Edinburgh New Town

Edinburgh Princes Gardens sketches

We took a walk through Princes Street Gardens, which are absolutely lovely. Possibly one of my favourite things about Edinburgh. It’s great being up high and seeing over everything, but it was really relaxing being down low, and looking up at it all from among trees and flowers. I did a couple of quick sketches in my small Fabriano Venezia book, to capture the mood. Edinburgh is a lovely city. These gardens are the sort of place to sit and read a novel. They love their writers in Edinburgh – Sir Walter Scott has that absolutely massive monument by this park, the biggest I’ve ever seen for a novelist anywhere, 200 ft high. Apparently it’s the second biggest in the world, because there’s one in Havana dedicated to Cuban nationalist hero José Martí that is bigger, and since he was also a writer, well it means the Scott Monument isn’t the biggest one for a writer. Just the second biggest, which is fine.

We walked through the parks and there was an old time band playing old time music, I think it was for a gathering of veterans as there were lots of elderly people in uniforms with kilts, it was a nice event underneath the shadow of the castle. We had a cold drink and went off for lunch, before exploring some more of New Town, following a walk from my guide book.

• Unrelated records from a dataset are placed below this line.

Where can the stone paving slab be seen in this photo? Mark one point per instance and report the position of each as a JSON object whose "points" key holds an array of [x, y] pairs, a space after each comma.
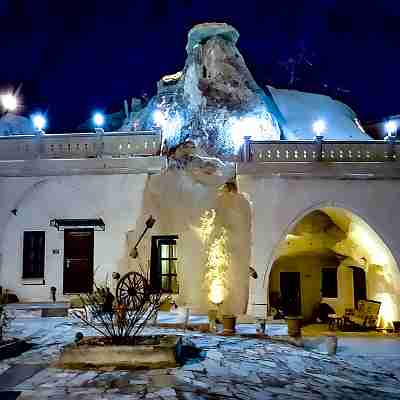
{"points": [[231, 368], [17, 374]]}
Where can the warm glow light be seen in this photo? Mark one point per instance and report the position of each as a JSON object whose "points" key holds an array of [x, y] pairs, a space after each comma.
{"points": [[159, 118], [98, 119], [319, 127], [39, 121], [207, 225], [257, 127], [217, 291], [391, 127], [387, 312], [169, 121], [376, 254], [9, 102], [217, 265]]}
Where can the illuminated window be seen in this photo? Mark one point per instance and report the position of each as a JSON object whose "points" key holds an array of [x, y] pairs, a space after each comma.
{"points": [[164, 260], [329, 282]]}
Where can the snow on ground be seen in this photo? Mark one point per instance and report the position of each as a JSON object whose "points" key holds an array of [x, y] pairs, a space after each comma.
{"points": [[233, 368]]}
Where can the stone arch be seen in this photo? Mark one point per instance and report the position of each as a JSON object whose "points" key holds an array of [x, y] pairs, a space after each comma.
{"points": [[381, 267]]}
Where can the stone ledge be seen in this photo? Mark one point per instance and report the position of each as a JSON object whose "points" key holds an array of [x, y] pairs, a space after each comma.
{"points": [[143, 356]]}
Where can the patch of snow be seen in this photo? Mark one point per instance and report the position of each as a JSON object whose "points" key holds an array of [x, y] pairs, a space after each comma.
{"points": [[12, 124], [301, 110]]}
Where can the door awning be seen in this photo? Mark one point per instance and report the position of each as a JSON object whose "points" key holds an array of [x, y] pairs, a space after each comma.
{"points": [[61, 224]]}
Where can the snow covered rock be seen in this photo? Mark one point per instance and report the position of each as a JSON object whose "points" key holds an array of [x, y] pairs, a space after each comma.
{"points": [[214, 102], [12, 124], [301, 109]]}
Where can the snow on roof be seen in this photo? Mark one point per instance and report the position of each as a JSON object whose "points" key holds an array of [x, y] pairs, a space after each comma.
{"points": [[301, 109], [12, 124]]}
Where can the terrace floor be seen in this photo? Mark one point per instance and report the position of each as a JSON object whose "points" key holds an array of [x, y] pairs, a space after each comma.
{"points": [[236, 367]]}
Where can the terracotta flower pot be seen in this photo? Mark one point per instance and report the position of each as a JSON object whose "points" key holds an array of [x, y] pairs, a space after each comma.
{"points": [[294, 326], [229, 322]]}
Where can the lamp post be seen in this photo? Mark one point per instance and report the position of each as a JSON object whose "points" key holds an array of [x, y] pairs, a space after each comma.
{"points": [[9, 102], [391, 131], [391, 128], [98, 121], [39, 122]]}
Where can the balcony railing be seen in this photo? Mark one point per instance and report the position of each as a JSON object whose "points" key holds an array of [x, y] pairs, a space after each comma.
{"points": [[320, 150], [80, 145]]}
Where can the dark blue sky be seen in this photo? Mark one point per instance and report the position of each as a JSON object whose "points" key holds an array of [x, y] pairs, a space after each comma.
{"points": [[76, 56]]}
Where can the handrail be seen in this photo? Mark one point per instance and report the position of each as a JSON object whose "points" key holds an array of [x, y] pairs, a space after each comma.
{"points": [[80, 145], [321, 150]]}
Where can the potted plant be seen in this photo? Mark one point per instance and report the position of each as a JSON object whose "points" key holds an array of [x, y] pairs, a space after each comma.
{"points": [[294, 321], [229, 322]]}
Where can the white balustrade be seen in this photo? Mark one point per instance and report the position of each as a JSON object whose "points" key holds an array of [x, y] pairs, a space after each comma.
{"points": [[80, 145], [327, 151]]}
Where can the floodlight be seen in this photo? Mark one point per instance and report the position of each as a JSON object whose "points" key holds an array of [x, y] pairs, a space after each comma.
{"points": [[319, 127], [39, 121], [98, 119], [9, 102]]}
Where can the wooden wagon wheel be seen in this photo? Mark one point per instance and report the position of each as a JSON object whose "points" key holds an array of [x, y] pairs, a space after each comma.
{"points": [[132, 290]]}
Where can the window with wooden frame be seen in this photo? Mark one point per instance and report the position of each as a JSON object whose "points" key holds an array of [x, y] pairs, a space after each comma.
{"points": [[164, 260], [33, 255]]}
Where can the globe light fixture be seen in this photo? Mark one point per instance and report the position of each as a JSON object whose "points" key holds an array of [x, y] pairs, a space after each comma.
{"points": [[39, 122], [98, 120], [9, 102], [391, 128], [319, 127], [159, 118]]}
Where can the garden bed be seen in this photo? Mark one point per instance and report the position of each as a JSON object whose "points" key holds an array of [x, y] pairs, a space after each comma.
{"points": [[142, 352]]}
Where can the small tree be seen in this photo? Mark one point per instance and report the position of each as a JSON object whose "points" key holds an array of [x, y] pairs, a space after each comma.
{"points": [[117, 320]]}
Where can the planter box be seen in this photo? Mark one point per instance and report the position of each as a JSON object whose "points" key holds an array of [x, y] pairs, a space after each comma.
{"points": [[13, 348], [164, 352]]}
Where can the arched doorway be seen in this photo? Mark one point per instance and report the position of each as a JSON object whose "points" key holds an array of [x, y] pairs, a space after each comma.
{"points": [[332, 256]]}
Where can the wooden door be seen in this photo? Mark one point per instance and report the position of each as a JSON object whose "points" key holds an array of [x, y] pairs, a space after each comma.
{"points": [[78, 261], [290, 293], [360, 285]]}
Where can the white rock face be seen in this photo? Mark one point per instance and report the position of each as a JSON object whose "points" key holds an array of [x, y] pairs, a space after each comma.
{"points": [[11, 124]]}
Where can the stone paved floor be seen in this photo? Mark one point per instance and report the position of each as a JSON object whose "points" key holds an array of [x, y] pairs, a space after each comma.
{"points": [[233, 368]]}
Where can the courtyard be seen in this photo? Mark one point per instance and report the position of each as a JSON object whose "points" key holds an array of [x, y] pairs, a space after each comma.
{"points": [[235, 367]]}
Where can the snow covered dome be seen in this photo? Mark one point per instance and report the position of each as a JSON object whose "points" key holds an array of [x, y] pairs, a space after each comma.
{"points": [[12, 124], [300, 110]]}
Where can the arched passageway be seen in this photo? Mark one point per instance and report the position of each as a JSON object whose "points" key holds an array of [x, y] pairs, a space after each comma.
{"points": [[332, 256]]}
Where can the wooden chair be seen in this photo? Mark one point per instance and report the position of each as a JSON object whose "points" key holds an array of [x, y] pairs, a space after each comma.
{"points": [[365, 317]]}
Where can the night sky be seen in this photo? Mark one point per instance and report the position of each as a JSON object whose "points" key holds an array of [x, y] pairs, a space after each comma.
{"points": [[76, 56]]}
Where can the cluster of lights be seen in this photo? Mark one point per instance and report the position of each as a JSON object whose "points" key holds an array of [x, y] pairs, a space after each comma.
{"points": [[217, 266], [319, 127], [391, 128], [9, 102], [258, 127]]}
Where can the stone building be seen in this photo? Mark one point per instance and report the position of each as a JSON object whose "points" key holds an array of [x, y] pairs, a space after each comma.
{"points": [[240, 182]]}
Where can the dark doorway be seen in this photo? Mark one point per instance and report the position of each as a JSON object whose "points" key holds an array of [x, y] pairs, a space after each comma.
{"points": [[360, 285], [78, 261], [290, 293], [163, 273]]}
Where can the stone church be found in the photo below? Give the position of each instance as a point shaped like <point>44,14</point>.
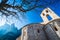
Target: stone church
<point>47,30</point>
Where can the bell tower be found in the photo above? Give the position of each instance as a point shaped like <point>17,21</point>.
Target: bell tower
<point>48,12</point>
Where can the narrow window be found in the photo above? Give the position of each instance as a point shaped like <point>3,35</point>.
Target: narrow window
<point>38,30</point>
<point>55,29</point>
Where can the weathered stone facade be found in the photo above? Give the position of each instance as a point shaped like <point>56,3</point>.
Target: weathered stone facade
<point>48,30</point>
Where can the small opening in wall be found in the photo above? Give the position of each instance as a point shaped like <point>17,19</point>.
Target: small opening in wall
<point>38,30</point>
<point>55,29</point>
<point>46,11</point>
<point>43,14</point>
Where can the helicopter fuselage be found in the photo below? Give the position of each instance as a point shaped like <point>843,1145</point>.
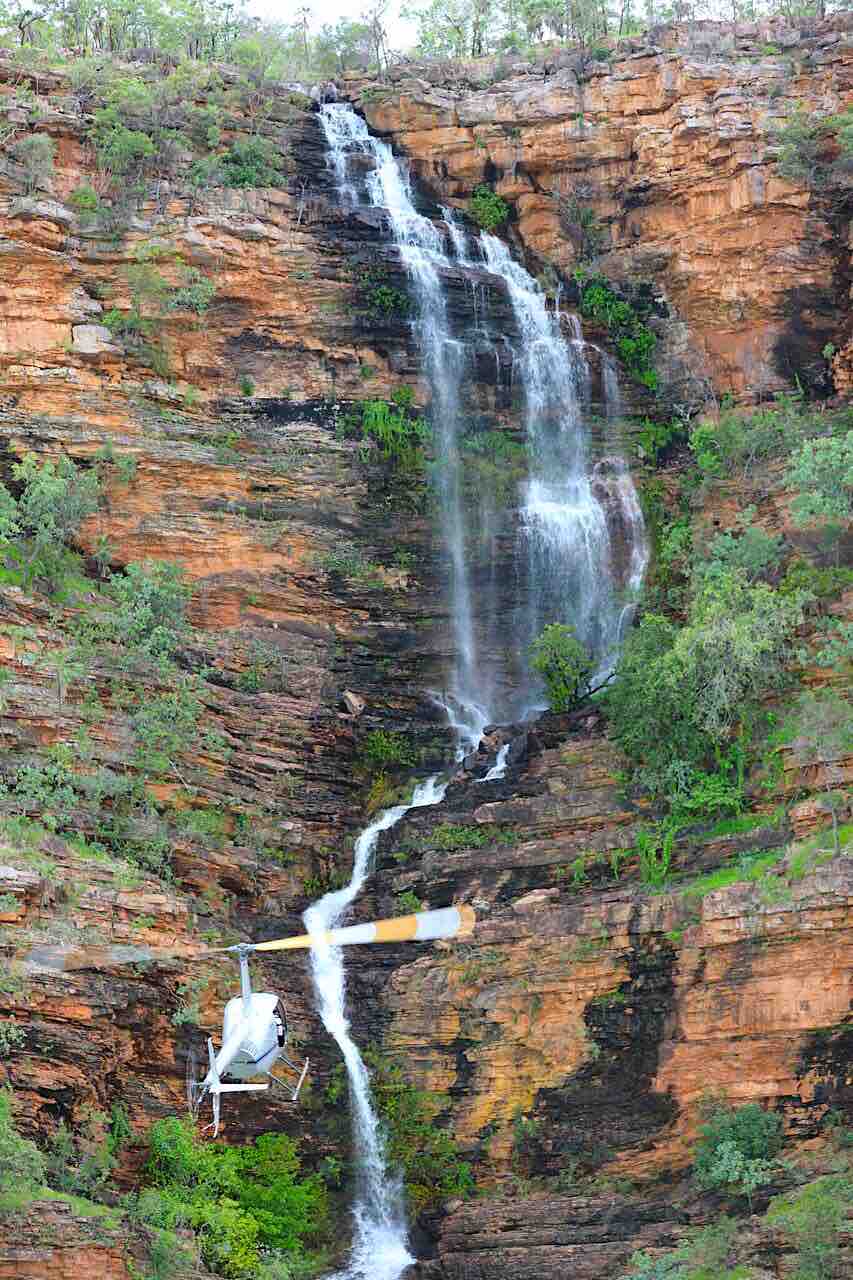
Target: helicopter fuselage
<point>251,1036</point>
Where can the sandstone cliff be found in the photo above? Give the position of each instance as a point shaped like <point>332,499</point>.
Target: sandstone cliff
<point>591,1009</point>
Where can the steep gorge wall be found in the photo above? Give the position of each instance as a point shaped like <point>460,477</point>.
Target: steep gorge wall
<point>601,1013</point>
<point>670,145</point>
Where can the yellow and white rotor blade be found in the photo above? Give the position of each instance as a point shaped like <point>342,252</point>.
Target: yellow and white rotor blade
<point>448,922</point>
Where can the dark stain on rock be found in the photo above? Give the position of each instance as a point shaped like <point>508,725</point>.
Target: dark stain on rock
<point>610,1105</point>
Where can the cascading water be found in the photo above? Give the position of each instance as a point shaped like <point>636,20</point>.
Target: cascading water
<point>565,528</point>
<point>379,1249</point>
<point>569,567</point>
<point>422,251</point>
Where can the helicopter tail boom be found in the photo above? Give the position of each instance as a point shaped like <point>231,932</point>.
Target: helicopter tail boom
<point>448,922</point>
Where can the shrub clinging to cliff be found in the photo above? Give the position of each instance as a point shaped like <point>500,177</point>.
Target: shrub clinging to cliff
<point>488,209</point>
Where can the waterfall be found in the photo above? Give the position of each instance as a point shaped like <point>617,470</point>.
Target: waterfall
<point>379,1249</point>
<point>423,254</point>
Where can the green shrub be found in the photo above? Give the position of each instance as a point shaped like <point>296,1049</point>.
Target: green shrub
<point>451,836</point>
<point>706,1253</point>
<point>240,1201</point>
<point>565,666</point>
<point>655,846</point>
<point>149,615</point>
<point>488,209</point>
<point>400,437</point>
<point>802,147</point>
<point>251,163</point>
<point>121,151</point>
<point>22,1165</point>
<point>735,442</point>
<point>751,552</point>
<point>54,499</point>
<point>737,1148</point>
<point>813,1217</point>
<point>655,437</point>
<point>634,341</point>
<point>85,201</point>
<point>682,694</point>
<point>195,295</point>
<point>349,562</point>
<point>821,475</point>
<point>383,749</point>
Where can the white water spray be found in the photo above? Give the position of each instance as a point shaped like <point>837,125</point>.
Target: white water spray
<point>422,248</point>
<point>379,1249</point>
<point>568,539</point>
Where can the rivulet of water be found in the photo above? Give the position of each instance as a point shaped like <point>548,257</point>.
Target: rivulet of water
<point>566,512</point>
<point>423,252</point>
<point>379,1249</point>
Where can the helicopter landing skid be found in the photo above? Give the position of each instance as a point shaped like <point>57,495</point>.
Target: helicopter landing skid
<point>292,1093</point>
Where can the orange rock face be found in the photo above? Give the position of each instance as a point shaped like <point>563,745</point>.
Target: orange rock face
<point>592,1008</point>
<point>673,151</point>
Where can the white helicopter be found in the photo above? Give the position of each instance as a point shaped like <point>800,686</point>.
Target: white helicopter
<point>254,1032</point>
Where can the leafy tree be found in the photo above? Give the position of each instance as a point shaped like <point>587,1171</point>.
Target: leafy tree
<point>150,609</point>
<point>121,151</point>
<point>55,498</point>
<point>813,1219</point>
<point>682,693</point>
<point>488,209</point>
<point>565,666</point>
<point>821,474</point>
<point>251,163</point>
<point>751,551</point>
<point>737,1148</point>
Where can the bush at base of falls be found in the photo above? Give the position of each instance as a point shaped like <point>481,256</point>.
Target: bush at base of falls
<point>564,664</point>
<point>684,696</point>
<point>634,341</point>
<point>737,1148</point>
<point>242,1202</point>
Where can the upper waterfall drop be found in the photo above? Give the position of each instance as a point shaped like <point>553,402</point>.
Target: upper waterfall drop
<point>565,563</point>
<point>566,538</point>
<point>423,254</point>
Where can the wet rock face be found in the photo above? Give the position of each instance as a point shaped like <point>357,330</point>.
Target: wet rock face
<point>594,1010</point>
<point>670,145</point>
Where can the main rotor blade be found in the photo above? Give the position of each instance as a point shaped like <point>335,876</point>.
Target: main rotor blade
<point>448,922</point>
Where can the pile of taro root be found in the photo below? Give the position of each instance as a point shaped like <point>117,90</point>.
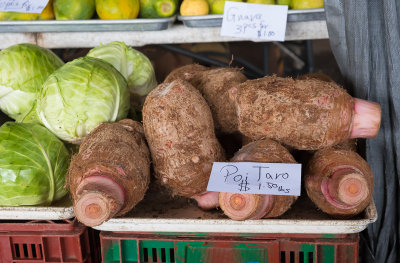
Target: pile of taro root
<point>188,117</point>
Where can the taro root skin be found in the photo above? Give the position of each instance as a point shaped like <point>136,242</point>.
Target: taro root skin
<point>180,132</point>
<point>307,114</point>
<point>111,172</point>
<point>332,171</point>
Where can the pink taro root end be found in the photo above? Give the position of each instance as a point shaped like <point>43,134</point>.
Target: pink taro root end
<point>99,199</point>
<point>366,119</point>
<point>345,189</point>
<point>245,206</point>
<point>208,200</point>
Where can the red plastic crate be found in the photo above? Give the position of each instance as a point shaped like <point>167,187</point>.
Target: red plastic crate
<point>262,248</point>
<point>45,241</point>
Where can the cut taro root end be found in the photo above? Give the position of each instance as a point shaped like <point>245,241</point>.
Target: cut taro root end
<point>99,199</point>
<point>243,206</point>
<point>93,208</point>
<point>208,200</point>
<point>366,119</point>
<point>345,189</point>
<point>353,189</point>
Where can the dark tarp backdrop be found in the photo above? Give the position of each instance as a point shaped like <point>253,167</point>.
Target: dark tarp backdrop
<point>365,39</point>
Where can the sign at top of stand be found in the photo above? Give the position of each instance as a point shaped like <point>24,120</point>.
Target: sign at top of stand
<point>256,178</point>
<point>23,6</point>
<point>254,21</point>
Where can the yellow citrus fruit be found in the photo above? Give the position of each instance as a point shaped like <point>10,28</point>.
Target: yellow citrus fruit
<point>47,13</point>
<point>194,8</point>
<point>306,4</point>
<point>263,2</point>
<point>117,9</point>
<point>18,16</point>
<point>218,6</point>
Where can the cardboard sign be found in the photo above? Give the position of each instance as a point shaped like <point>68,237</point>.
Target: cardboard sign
<point>23,6</point>
<point>254,21</point>
<point>256,178</point>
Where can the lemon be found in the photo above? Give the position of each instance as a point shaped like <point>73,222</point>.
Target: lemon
<point>47,13</point>
<point>217,6</point>
<point>117,9</point>
<point>306,4</point>
<point>283,2</point>
<point>194,8</point>
<point>263,2</point>
<point>18,16</point>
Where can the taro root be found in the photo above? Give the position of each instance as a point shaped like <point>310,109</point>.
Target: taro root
<point>111,172</point>
<point>339,182</point>
<point>180,132</point>
<point>307,114</point>
<point>239,206</point>
<point>214,84</point>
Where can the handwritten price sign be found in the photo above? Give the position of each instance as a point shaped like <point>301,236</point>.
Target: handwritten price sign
<point>254,21</point>
<point>23,6</point>
<point>256,178</point>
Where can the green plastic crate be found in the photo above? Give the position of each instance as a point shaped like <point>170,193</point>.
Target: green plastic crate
<point>130,248</point>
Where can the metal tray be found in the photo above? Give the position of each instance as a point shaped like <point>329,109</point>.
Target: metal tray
<point>60,210</point>
<point>160,213</point>
<point>297,15</point>
<point>93,25</point>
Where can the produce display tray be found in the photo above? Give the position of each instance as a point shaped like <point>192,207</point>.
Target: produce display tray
<point>160,213</point>
<point>216,20</point>
<point>92,25</point>
<point>60,210</point>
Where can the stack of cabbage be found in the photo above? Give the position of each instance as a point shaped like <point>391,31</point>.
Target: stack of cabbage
<point>70,100</point>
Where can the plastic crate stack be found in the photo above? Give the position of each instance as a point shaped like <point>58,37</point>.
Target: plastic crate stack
<point>47,241</point>
<point>268,248</point>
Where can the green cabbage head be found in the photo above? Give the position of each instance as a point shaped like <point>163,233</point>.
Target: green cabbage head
<point>23,69</point>
<point>133,65</point>
<point>80,95</point>
<point>33,165</point>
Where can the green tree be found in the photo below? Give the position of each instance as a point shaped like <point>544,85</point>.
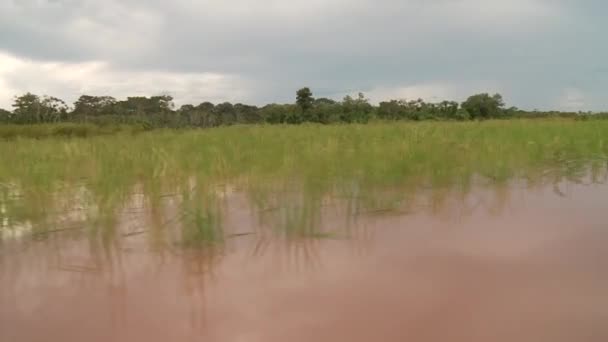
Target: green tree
<point>304,98</point>
<point>88,105</point>
<point>5,116</point>
<point>356,110</point>
<point>484,106</point>
<point>30,108</point>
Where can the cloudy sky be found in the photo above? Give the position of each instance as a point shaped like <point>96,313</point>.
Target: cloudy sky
<point>537,53</point>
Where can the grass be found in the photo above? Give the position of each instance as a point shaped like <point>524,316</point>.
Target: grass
<point>296,169</point>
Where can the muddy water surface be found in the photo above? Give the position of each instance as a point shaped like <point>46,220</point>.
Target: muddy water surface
<point>509,264</point>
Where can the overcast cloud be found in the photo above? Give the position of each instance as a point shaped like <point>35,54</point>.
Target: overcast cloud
<point>537,53</point>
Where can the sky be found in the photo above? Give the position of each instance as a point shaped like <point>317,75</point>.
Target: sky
<point>539,54</point>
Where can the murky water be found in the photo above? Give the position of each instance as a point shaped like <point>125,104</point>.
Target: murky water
<point>504,263</point>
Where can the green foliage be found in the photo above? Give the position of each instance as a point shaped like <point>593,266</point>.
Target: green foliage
<point>5,116</point>
<point>484,106</point>
<point>304,98</point>
<point>184,177</point>
<point>159,111</point>
<point>31,109</point>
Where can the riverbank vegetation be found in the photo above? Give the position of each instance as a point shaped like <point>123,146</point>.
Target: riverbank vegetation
<point>160,111</point>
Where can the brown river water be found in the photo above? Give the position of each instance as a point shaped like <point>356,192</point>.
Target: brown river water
<point>503,265</point>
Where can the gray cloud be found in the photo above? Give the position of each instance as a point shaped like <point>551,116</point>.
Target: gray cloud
<point>538,53</point>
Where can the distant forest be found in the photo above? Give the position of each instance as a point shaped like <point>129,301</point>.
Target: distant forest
<point>160,111</point>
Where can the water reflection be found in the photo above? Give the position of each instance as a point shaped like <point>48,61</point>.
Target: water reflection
<point>235,261</point>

Edinburgh 17 Heriot Row sm

New Town is (obviously) a lot newer than Old Town (wow, this is epic level travel writing here Pete, you’ll be competing with Rick Steves at this rate) but still historic and actually a UNESCO heritage area. Many of the buildings are Georgian (I suppose) and laid out very mathematically (I guess). It was a different vibe to Old Town and seemed to have fewer cashmere shops per square metre. We found ourselves on Heriot Row, which is where Robert Louis Stevenson lived as a child. Edinburgh loves its writers, and he’s one of the most famous, writing Treasure Island, Strange Case of Dr.Jekyll and Mr. Hyde, A Child’s Garden of Verses (personal favourite of mine as a kid and as a parent), and loads of other stuff, I mean the guy was a literary legend. Does he have a monument as big as Walter Scott? He has little monuments all over the place. Maybe Robert Louis Stevenson’s true monument is his body of work. That said, he does have a massive state park named after him in California not too far from us. It is (checks Wikipedia) in fact the largest state park in California named after a writer, at 5,990 acres, so well done Robert. Jack London’s state park is only 1,611 acres and he’s a native Californian. We found Robert Louis Stevenson’s childhood home at 17 Heriot Row, and so I added that house into my sketchbook. I’ve loved his poems since I was a kid so this was really fun to see.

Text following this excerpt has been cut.